だが、お前が泣きながら寝る間も惜しんで街中にポスターを貼って、ニュースの取材1つも断らずに娘のいた頃の話をするのを1番近くで見て、信じたいと思った。』
「っ、、」
『誰が母親だと思う?誰が自分の娘を殺す?事故に見立てた原因不明の事件の犯人が、母親だと真っ先に疑う奴がどこにいる?あの涙はなんだ?お前の俺にみせた、あの子にみせた、全世界にみせた涙はなんだ??』
「信じたあんたが悪いんじゃな…」
『ああそうだ。だけど今こうしてお前がしたことが明らかになった。お遊びの推理も、捜査も、もうお終いだ』
「……」
『近くの店の防犯カメラを予め違うものに偽造したのも、わざと通行人が居ない道、時間帯を狙ったのも、泣いて同情を誘おうとニュースに取り上げられたのも、全てお前の作戦だな?』
「…ええ、」
『思惑通りだったよ。

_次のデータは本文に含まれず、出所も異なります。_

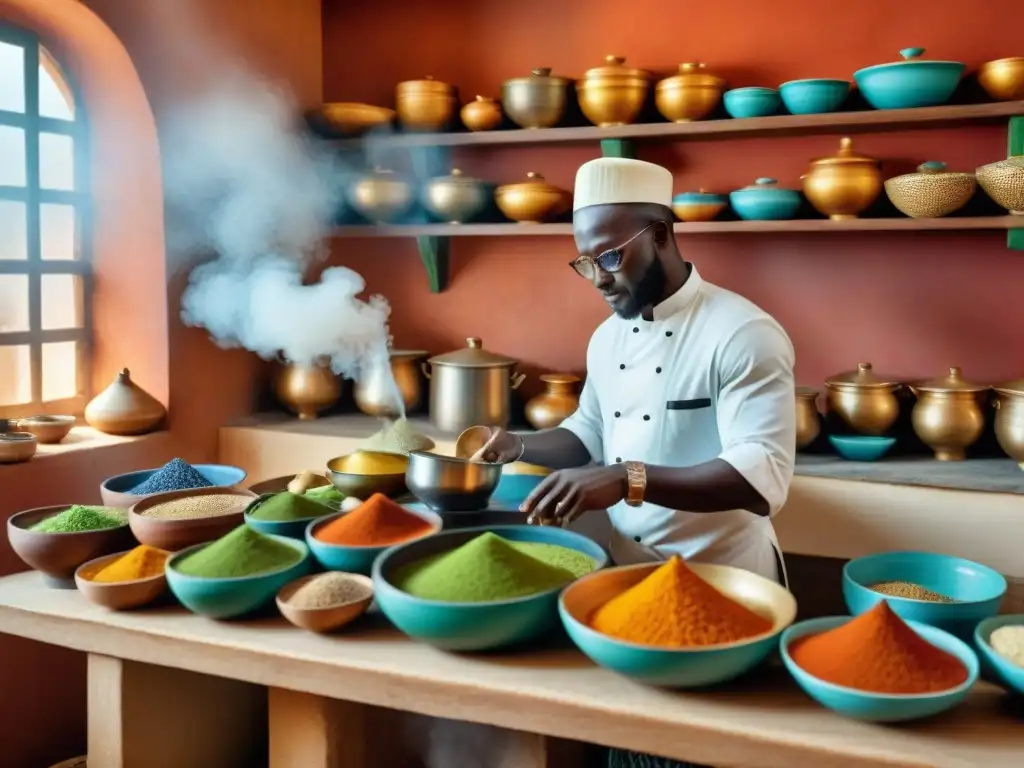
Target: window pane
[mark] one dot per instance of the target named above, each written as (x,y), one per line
(59,241)
(59,371)
(61,301)
(13,303)
(56,162)
(15,375)
(11,78)
(13,231)
(11,157)
(55,98)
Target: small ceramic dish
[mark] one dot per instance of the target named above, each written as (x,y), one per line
(324,620)
(117,595)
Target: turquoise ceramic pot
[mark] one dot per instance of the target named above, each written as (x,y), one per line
(763,201)
(861,448)
(227,598)
(880,708)
(1008,674)
(977,589)
(752,102)
(814,96)
(912,82)
(468,627)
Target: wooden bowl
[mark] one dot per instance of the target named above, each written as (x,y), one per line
(177,535)
(117,595)
(323,620)
(58,555)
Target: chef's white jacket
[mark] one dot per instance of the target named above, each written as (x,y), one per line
(710,376)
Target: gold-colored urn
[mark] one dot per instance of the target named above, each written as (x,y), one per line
(948,416)
(692,94)
(613,94)
(844,185)
(863,400)
(808,419)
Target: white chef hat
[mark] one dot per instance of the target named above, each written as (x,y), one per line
(611,180)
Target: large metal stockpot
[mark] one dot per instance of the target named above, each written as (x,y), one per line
(471,386)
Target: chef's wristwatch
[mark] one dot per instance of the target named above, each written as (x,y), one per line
(636,482)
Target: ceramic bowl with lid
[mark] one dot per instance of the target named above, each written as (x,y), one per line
(931,192)
(612,94)
(765,201)
(912,82)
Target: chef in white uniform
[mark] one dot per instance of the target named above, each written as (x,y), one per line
(686,425)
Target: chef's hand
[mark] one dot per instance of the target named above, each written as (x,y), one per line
(565,495)
(501,448)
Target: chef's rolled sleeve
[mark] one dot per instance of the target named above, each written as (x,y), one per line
(757,408)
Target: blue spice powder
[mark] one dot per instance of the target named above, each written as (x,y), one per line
(175,475)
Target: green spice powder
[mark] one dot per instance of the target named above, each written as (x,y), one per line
(287,506)
(485,568)
(79,517)
(240,553)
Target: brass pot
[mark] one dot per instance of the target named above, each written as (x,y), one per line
(1003,79)
(558,400)
(844,185)
(1004,182)
(471,386)
(691,94)
(532,201)
(808,419)
(932,192)
(378,389)
(381,196)
(948,416)
(307,389)
(612,94)
(482,114)
(425,104)
(863,400)
(536,101)
(455,199)
(1010,419)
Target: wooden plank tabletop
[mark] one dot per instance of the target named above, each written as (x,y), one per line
(761,722)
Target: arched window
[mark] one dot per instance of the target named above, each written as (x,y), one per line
(44,235)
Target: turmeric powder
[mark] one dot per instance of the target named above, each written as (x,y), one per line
(141,562)
(674,607)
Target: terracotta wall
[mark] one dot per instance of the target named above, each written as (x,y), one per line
(910,303)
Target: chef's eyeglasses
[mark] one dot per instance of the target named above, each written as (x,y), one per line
(608,261)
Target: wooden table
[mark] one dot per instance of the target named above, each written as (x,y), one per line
(170,688)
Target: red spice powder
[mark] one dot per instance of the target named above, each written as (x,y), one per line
(377,522)
(879,652)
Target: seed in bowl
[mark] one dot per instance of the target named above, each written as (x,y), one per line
(193,507)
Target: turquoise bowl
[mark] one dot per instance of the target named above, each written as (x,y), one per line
(763,201)
(978,589)
(913,82)
(861,448)
(470,627)
(1006,671)
(814,96)
(880,708)
(676,668)
(752,102)
(228,598)
(355,559)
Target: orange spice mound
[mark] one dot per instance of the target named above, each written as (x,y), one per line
(878,652)
(377,522)
(674,607)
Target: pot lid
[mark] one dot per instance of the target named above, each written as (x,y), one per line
(952,382)
(863,377)
(846,156)
(472,355)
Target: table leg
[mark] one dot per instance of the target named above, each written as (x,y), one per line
(143,716)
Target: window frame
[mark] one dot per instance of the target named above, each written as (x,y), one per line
(34,197)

お前の手のひらで馬鹿みたいに転がされてた。だがもう芝居は終わりだ。』
「、、そうね」



〈犯人は、懲役12年の判決が下されました。〉

〈もう二度と、この事件を風化させてはいけません。〉
『もう二度と、この事件を風化させるなよ』




この時、あの頃と同じ、風鈴の音が聞こえた気がした。